SOURCE: Adapted from Devereaux et al. (2008).
Finally, throughout the letter report, the committee emphasized the importance of consistent implementation of crisis standards of care in a disaster situation within and among states.
Recommendation: Ensure Consistency in Crisis Standards of Care Implementation
State departments of health, and other relevant state agencies, in partnership with localities should ensure consistent implementation of crisis standards of care
in response to a disaster event. These efforts should include:
-
Using “clinical care committees,” “triage teams,” and a state-level “disaster medical advisory committee” that will evaluate evidence-based, peer-reviewed critical care and other decision tools and recommend and implement decision-making algorithms to be used when specific life-sustaining resources become scarce;
-
Providing palliative care services for all patients, including the provision of comfort, compassion, and maintenance of dignity;
-
Mobilizing mental health resources to help communities—and providers themselves—to manage the effects of crisis standards of care by following a concept of operations developed for disasters;
-
Developing specific response measures for vulnerable populations and those with medical special needs, including pediatrics, geriatrics, and persons with disabilities; and
-
Implementing robust situational awareness capabilities to allow for real-time information sharing across affected communities and with the “disaster medical advisory committee.”
Recommendation: Ensure Intrastate and Interstate Consistency Among Neighboring Jurisdictions
States, in partnership with the federal government, tribes, and localities, should initiate communications and develop processes to ensure intrastate and interstate consistency in the implementation of crisis standards of care. Specific efforts are needed to ensure that the Department of Defense, Veterans Health Administration, and Indian Health Service medical facilities are integrated into planning and response efforts.
CONCLUSION
Crisis standards of care, as described in the report, will be required when the intent and ability to provide usual care is simply no longer possible due to the circumstances.

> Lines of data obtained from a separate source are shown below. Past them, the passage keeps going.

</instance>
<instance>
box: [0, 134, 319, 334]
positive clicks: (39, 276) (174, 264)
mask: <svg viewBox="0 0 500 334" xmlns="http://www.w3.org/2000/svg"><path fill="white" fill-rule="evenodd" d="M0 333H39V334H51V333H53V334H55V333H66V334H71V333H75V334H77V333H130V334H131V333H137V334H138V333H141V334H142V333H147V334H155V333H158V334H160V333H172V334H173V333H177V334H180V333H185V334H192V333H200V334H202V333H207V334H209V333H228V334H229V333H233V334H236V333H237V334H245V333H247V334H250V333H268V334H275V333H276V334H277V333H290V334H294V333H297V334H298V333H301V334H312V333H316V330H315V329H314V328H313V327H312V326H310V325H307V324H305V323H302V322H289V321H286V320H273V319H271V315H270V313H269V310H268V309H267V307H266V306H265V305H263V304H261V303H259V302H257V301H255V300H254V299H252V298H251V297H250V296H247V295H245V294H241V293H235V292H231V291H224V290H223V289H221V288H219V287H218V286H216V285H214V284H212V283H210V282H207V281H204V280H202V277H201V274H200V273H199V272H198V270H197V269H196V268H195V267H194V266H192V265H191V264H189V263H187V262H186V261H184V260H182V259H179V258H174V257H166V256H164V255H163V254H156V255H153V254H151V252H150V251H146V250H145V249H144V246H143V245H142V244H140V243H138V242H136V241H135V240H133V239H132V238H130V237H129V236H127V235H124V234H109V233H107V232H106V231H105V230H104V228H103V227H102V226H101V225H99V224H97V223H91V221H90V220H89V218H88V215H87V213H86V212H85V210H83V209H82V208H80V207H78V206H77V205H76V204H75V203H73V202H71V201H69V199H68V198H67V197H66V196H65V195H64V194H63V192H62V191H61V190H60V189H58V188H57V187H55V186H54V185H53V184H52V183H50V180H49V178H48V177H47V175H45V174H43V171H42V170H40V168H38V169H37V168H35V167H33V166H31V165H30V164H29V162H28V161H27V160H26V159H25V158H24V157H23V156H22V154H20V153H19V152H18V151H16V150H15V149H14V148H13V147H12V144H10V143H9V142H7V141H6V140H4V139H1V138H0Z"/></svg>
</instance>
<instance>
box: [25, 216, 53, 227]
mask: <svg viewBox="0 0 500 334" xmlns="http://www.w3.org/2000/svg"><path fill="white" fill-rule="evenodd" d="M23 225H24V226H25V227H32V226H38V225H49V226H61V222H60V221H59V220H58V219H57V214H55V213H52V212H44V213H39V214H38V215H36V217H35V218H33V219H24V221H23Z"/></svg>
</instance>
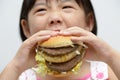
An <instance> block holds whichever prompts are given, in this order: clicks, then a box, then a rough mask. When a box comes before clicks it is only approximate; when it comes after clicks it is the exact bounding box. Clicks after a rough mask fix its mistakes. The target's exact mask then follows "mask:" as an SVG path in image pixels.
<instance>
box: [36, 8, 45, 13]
mask: <svg viewBox="0 0 120 80" xmlns="http://www.w3.org/2000/svg"><path fill="white" fill-rule="evenodd" d="M42 11H47V10H46V9H44V8H43V9H38V10H37V12H42Z"/></svg>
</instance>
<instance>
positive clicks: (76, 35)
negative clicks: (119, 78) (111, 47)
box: [0, 0, 118, 80]
mask: <svg viewBox="0 0 120 80" xmlns="http://www.w3.org/2000/svg"><path fill="white" fill-rule="evenodd" d="M20 31H21V38H22V40H23V41H24V42H23V44H22V45H21V47H20V48H19V50H18V52H17V54H16V56H15V57H14V58H13V60H12V61H11V62H10V63H9V64H8V65H7V67H6V68H5V70H4V71H3V73H2V74H5V73H6V75H3V76H2V77H1V78H0V79H1V80H16V79H18V78H19V80H108V79H109V80H118V79H117V77H116V76H115V74H114V73H113V71H112V70H111V69H110V67H109V66H107V64H105V63H103V62H99V61H94V60H102V61H105V59H104V58H103V56H104V57H105V58H108V53H111V52H112V50H113V49H112V48H111V47H110V46H109V45H107V44H106V43H105V42H103V41H102V40H101V39H99V38H98V37H96V36H95V35H96V34H97V25H96V19H95V15H94V11H93V8H92V5H91V3H90V0H24V1H23V6H22V12H21V17H20ZM91 32H92V33H91ZM56 35H64V36H69V35H70V36H73V37H71V40H72V41H73V42H78V41H83V42H84V43H85V44H86V45H87V46H88V49H87V50H86V55H85V56H84V59H83V61H82V65H81V67H80V71H79V73H78V74H71V75H68V76H62V77H55V76H50V75H46V76H45V77H44V79H43V78H42V77H41V76H40V75H37V74H36V73H35V72H34V70H32V69H29V68H32V67H34V66H35V65H36V61H35V55H36V52H35V48H36V44H37V42H43V41H45V40H47V39H49V38H50V37H52V36H56ZM108 59H109V58H108ZM105 62H107V60H106V61H105ZM9 69H11V70H9ZM25 70H26V71H25ZM7 71H11V72H7ZM23 71H24V72H23ZM22 72H23V73H22ZM5 76H7V77H5Z"/></svg>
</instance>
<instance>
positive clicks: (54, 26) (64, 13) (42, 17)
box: [21, 0, 93, 37]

As acknowledged by the committee, some governments have made great strides in determining how to approach resource scarcity, but much work remains to be done.
Indeed, the committee highlighted a number of areas worthy of further discussion, evaluation, and study. Some of these issues constitute real or perceived barriers that will make the implementation and operationalization of crisis standards of care difficult to achieve. Some simply reflect the fact that the study of this area of disaster medicine remains an evolving pursuit requiring multidisciplinary participation. Nonetheless, the discussion around this topic has matured tremendously in the past few years. Despite the gaps that remain, the committee was greatly encouraged by the search for solutions taking place.
In studying this issue, the committee’s intent was to provide a framework that allows consistency in describing the key components required by any effort focused on standards of care in a disaster. It also intended that, by suggesting such uniformity, consistency will develop across jurisdictions, regions, and states so that this guidance will be useful in contributing to a uniform national framework for responding to crisis in a fair, equitable, and transparent manner.